Ancak engeller hâlâ devam ediyor.

İsrail Başbakanı Binyamin Netanyahu, İsrail’in Hamas ortadan kaldırılana kadar askeri harekatına devam etmesini engelleyecek hiçbir anlaşmayı kabul etmeyeceğini söyledi. Perşembe günü Netanyahu, İsrail’in Mısır ile Refah sınır kapısını elinde tutmayı planladığını, bunun da Gazze’den tamamen çekilmeyle çeliştiğini belirtti.

Hamas, İsrail’in önceden kalıcı bir ateşkese varma taahhüdünde bulunması yönündeki talebinden vazgeçti.
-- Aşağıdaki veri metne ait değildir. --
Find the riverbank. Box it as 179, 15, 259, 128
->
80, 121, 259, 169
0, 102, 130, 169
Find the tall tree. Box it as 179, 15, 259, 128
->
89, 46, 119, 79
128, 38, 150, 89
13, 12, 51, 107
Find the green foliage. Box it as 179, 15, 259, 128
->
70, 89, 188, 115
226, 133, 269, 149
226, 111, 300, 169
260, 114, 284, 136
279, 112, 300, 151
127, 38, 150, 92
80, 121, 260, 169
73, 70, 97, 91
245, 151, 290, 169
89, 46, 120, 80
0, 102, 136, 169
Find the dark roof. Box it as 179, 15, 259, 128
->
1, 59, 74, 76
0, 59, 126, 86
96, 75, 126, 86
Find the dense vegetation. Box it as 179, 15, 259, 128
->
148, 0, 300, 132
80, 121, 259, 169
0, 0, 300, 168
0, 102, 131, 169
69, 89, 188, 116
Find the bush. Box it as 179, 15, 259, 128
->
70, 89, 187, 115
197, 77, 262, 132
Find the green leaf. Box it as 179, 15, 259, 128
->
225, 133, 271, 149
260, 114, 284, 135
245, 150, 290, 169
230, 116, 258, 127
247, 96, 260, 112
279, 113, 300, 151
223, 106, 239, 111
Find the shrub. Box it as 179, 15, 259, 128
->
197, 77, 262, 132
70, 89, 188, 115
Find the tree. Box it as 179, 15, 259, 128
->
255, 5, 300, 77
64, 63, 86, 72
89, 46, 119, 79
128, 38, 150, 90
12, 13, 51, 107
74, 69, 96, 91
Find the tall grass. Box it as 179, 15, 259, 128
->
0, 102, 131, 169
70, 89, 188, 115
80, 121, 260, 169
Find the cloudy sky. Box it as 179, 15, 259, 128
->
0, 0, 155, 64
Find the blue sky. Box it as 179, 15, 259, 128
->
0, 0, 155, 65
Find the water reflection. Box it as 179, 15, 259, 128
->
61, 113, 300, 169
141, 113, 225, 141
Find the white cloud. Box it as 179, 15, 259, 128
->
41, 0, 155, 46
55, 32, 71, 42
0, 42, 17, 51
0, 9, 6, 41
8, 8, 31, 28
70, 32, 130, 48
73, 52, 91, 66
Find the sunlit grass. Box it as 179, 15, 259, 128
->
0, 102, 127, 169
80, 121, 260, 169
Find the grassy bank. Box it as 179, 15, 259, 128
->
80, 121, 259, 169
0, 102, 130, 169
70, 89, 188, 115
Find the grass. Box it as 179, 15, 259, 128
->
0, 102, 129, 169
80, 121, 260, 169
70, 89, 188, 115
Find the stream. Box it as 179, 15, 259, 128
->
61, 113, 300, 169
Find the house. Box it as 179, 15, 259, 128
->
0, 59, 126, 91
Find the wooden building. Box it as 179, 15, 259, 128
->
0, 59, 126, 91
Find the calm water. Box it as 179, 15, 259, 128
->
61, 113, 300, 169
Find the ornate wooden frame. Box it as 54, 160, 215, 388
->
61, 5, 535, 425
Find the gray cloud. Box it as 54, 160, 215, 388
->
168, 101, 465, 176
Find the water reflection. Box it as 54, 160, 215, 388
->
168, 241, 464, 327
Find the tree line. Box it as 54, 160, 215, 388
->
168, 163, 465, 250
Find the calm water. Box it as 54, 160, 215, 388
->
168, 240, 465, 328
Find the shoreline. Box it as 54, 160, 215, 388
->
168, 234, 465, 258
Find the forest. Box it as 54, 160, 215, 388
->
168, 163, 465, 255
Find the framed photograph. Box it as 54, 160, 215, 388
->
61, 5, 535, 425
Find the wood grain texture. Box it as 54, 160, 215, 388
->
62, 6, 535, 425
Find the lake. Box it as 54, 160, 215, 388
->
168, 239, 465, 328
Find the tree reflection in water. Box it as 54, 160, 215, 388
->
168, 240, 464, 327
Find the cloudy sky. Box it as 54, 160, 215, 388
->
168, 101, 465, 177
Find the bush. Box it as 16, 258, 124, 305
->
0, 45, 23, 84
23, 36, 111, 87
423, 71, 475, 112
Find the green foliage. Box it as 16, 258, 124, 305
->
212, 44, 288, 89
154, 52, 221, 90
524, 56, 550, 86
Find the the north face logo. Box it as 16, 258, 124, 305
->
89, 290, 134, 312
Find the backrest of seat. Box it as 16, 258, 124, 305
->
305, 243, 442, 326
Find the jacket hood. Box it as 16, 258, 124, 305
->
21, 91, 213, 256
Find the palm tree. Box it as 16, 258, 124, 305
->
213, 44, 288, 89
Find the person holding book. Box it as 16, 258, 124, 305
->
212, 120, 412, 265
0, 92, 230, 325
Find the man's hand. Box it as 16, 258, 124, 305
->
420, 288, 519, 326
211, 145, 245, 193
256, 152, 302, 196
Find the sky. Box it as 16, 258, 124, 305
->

Ancak Hamas’tan bir siyasi yetkili Associated Press’e, hareketin hâlâ arabuluculardan kalıcı bir ateşkes sağlanana kadar müzakerelerin devam edeceğine dair yazılı garanti istediğini söyledi.

Hamas hareketinin Lübnan’daki siyasi büro başkanı Ahmed Abdel Hadi, “Bu gerçekleşmezse Netanyahu müzakereleri durdurabilir ve böylece saldırganlığa her an devam edebilir” dedi.

Abdül Hadi, Hamas’ın savaştan sonra Gazze’deki tek iktidar partisi rolünü sürdürmeyi beklemediğini ancak teknokratlardan oluşan bir Filistin hükümeti görmek istediğini ekledi.

“Bir sonraki aşamada Gazze’yi yeniden tek başımıza yönetmek istemiyoruz” dedi. İsrailli yetkililer, Hamas’ın ikinci aşamadaki görüşmelere dahil edilmemesini talep edeceklerini belirtti.

Netanyahu yerel ve uluslararası düzeyde artan baskılarla karşı karşıya. Rehinelerin yakınları bir anlaşma ve sevdiklerinin serbest bırakılması talebiyle Kudüs’e yürürken, Savunma Bakanı Yoav Galant’ın da aralarında bulunduğu İsrailli politikacılar, İsrail liderlerinin davranışlarına ilişkin geniş kapsamlı bir hükümet soruşturması yapılması çağrısında bulunuyor.

Bölgesel gerilimin tırmanma riski sürüyor. Cuma günü İsrail ordusu, Lübnanlı silahlı grup Hizbullah ile İsrail’in sınır ötesinde karşılıklı ateş açmaya devam ettiği kuzey İsrail’de bir askerinin öldürüldüğünü duyurdu.

___

Associated Press’ten Abby Sewell ve Beyrut’tan Sarah El-Deeb, Rabat, Fas’tan Sam Metz ve Ramallah, Batı Şeria’dan Jack Jeffrey bu rapora katkıda bulundu.